Medical Device Company Settles with US Department of Justice

Spectranetics, a Colorado-based medical device manufacturer, has settled its dispute with the US Justice Department. The medical device company has agreed to pay the government $4.9 million in civil damages and a $100,000 forfeiture to resolve claims that Spectranetics illegally imported and distributed unapproved medical devices to doctors in the United States. Other allegations include conducting a clinical study that was not in compliance with federal regulations and marketing products for purposes not approved by the FDA.

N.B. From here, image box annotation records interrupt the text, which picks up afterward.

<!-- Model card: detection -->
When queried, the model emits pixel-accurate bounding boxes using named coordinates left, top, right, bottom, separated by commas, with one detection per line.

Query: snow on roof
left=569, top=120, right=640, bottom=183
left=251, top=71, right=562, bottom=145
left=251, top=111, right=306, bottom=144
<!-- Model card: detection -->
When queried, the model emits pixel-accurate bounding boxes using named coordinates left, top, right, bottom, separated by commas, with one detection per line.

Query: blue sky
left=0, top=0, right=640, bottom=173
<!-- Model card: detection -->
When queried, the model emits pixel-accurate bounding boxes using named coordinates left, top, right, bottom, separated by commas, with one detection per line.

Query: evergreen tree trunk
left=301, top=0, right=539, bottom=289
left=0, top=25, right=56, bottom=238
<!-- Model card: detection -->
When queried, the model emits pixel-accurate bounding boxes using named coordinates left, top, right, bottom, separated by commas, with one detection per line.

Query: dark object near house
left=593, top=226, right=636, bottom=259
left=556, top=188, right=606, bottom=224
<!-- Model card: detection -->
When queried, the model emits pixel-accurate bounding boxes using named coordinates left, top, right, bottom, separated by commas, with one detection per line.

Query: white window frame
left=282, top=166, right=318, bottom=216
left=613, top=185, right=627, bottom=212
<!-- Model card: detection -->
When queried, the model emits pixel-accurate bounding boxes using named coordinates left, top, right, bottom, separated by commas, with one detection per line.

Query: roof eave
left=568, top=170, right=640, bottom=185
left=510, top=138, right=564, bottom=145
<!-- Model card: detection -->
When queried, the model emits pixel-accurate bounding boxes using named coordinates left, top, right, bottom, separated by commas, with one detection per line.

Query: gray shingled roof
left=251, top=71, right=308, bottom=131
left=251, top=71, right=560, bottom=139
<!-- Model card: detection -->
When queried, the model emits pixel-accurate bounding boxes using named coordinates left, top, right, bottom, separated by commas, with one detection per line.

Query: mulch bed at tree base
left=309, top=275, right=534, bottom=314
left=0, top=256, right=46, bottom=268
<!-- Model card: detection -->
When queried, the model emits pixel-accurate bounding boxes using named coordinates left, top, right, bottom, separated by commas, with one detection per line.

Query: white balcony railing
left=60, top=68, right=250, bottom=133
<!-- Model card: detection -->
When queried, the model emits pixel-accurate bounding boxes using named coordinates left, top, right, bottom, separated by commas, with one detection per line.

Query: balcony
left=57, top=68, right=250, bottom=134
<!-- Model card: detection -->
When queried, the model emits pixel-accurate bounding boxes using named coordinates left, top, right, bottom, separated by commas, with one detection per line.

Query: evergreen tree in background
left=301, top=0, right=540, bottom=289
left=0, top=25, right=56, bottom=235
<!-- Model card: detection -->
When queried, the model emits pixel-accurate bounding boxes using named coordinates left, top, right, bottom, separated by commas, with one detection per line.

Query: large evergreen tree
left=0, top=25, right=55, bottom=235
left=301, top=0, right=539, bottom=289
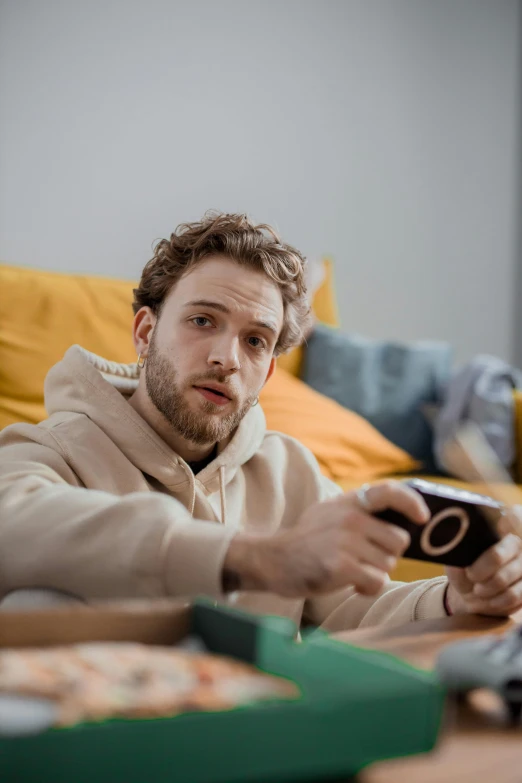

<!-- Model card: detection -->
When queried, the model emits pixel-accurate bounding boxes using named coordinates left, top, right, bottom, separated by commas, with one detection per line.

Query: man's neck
left=129, top=384, right=216, bottom=462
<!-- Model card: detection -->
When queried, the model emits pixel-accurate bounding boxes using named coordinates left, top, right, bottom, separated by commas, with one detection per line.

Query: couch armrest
left=513, top=389, right=522, bottom=484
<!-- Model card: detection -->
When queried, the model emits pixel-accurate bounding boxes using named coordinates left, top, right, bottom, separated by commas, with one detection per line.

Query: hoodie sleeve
left=0, top=425, right=235, bottom=600
left=304, top=478, right=448, bottom=631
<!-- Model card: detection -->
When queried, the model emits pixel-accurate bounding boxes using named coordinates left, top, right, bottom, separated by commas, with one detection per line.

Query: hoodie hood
left=44, top=345, right=266, bottom=506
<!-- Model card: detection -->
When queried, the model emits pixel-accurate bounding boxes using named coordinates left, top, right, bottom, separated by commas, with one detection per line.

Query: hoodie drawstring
left=179, top=462, right=196, bottom=516
left=180, top=462, right=227, bottom=525
left=219, top=465, right=227, bottom=525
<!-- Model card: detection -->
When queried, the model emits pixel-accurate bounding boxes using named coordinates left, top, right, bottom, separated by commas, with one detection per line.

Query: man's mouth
left=194, top=386, right=230, bottom=405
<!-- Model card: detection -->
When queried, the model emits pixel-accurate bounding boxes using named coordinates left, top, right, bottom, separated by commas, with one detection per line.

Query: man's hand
left=440, top=506, right=522, bottom=617
left=224, top=481, right=429, bottom=597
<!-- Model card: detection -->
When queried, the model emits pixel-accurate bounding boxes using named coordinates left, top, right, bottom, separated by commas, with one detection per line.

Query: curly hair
left=132, top=212, right=311, bottom=356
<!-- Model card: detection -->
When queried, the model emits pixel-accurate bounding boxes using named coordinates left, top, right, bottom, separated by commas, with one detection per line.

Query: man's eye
left=192, top=315, right=210, bottom=326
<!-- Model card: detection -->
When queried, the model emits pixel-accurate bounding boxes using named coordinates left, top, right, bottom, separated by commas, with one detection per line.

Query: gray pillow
left=302, top=324, right=452, bottom=469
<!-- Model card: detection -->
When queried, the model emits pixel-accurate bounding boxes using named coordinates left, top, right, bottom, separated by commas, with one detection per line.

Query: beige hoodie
left=0, top=346, right=446, bottom=630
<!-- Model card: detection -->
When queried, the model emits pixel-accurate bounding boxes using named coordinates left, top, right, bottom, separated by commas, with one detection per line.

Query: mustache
left=187, top=373, right=238, bottom=400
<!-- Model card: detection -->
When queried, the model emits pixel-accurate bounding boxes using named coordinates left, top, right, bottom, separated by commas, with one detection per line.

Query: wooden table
left=337, top=616, right=522, bottom=783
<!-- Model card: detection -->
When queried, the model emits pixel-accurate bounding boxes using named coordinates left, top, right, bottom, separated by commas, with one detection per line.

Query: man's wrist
left=222, top=533, right=268, bottom=593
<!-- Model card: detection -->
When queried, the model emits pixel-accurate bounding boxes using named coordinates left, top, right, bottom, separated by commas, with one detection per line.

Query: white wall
left=0, top=0, right=520, bottom=359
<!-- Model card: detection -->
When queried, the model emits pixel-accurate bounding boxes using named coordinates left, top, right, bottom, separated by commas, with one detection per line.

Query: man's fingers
left=354, top=481, right=430, bottom=524
left=466, top=533, right=522, bottom=582
left=446, top=566, right=475, bottom=598
left=473, top=554, right=522, bottom=598
left=361, top=514, right=411, bottom=557
left=487, top=580, right=522, bottom=614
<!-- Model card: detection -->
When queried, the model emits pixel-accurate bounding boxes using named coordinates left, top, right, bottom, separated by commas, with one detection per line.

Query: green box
left=0, top=600, right=445, bottom=783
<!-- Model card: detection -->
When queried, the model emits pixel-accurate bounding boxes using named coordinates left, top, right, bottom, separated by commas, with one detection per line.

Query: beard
left=145, top=334, right=256, bottom=446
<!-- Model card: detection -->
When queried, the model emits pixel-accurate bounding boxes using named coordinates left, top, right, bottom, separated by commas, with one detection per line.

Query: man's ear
left=132, top=307, right=158, bottom=358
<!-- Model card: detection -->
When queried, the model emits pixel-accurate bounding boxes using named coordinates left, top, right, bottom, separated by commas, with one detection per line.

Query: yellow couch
left=0, top=260, right=522, bottom=581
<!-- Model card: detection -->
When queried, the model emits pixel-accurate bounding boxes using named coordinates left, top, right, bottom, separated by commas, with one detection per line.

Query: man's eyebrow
left=185, top=299, right=230, bottom=313
left=185, top=299, right=278, bottom=337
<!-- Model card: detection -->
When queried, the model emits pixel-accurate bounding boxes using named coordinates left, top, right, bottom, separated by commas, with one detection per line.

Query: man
left=0, top=214, right=522, bottom=630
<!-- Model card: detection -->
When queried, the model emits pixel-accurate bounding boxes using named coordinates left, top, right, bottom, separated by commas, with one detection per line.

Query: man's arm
left=0, top=434, right=235, bottom=600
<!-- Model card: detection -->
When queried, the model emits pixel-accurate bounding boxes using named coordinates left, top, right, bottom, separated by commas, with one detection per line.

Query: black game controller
left=374, top=479, right=503, bottom=568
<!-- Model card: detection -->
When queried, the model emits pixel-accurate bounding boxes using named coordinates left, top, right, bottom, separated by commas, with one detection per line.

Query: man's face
left=140, top=256, right=283, bottom=445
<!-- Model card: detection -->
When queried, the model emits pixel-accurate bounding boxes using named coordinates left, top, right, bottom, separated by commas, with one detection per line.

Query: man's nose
left=208, top=335, right=241, bottom=373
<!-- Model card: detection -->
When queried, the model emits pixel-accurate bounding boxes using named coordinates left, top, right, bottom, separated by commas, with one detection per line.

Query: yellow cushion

The civil settlement resulted in an investigation dating back to 2003 and concerned the submission of false Medicare claims.
Spectranetics, which manufactures lasers, lead wires, and other peripheral medical devices, avoids criminal prosecution by agreeing to pay the civil penalty. In addition, the settlement includes an admission of wrongdoing on the part of the company, an agreement to implement remedial measures so that such illegal activity is not repeated, and continued cooperation in the ongoing criminal investigation.

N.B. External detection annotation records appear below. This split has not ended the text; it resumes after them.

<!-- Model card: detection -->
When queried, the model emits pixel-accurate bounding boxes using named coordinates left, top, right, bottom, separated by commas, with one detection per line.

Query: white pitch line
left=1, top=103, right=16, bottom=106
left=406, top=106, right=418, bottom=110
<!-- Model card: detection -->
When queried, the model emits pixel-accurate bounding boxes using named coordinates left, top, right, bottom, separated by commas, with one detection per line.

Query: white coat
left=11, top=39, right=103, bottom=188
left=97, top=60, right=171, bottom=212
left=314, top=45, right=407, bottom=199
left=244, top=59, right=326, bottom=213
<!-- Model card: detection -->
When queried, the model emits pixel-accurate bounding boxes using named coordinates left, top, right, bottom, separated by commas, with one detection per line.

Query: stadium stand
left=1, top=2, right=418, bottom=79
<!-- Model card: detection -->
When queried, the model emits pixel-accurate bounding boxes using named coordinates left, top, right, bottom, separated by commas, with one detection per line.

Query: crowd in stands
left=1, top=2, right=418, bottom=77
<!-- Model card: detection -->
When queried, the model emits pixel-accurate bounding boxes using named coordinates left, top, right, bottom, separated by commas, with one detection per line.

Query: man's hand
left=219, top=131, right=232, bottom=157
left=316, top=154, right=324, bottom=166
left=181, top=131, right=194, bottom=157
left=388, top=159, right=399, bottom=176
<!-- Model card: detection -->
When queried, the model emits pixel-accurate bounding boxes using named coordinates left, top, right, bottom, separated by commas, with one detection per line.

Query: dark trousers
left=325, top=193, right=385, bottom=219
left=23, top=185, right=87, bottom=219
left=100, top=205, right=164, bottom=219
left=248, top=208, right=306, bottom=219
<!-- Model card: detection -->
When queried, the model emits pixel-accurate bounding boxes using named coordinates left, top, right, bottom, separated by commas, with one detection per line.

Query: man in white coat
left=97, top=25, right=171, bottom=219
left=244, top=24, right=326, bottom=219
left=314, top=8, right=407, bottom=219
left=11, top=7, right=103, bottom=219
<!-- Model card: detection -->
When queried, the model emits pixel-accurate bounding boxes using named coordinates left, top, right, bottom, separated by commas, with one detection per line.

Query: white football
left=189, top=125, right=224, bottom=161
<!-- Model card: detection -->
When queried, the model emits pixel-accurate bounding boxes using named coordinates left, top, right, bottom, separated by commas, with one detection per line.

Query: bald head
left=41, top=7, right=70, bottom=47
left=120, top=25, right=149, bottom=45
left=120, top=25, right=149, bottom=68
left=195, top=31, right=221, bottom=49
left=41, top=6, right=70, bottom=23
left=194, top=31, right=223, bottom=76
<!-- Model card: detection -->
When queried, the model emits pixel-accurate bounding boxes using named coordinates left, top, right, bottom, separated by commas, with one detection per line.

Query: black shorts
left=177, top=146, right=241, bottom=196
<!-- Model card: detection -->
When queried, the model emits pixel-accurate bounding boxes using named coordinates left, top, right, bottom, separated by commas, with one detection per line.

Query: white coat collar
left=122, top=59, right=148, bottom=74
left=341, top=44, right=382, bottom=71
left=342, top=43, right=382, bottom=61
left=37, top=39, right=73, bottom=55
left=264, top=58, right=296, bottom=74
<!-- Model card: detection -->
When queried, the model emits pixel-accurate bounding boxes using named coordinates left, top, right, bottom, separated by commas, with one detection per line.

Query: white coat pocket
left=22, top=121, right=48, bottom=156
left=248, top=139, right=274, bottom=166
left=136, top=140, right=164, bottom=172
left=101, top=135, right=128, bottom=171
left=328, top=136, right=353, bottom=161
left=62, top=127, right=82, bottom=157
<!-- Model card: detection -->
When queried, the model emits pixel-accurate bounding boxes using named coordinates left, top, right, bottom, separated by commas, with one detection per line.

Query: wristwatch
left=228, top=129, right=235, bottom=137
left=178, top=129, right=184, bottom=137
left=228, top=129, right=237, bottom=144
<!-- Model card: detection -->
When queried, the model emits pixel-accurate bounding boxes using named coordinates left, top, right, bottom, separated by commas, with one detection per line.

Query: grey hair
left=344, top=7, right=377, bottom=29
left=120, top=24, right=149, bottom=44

Police May Be Liable For Taser Use

A federal appeals court in California has ruled that police officers who use their Taser weapons during routine traffic stops may be held liable. The United States Court of Appeals for the Ninth Circuit in San Francisco said that use of the Taser against unarmed suspects who pose no threat may lead to legal liability for the police officer. Judge Kim McLane Wardlaw wrote that Carl Bryan did not threaten the officer nor try to elude the officer that had stopped him. The judge noted these are two of the three elements considered by the US Supreme Court in determining if significant force is justified. The third element concerns the nature and severity of the offense which prompted the police stop in the first place. In this case involving Carl Bryan, the judge noted that “traffic violations generally will not support the use of a significant level of force.”
The case is seen by many court observers as significant and may be the first step in determining judicial standards for the use of Tasers by police officers.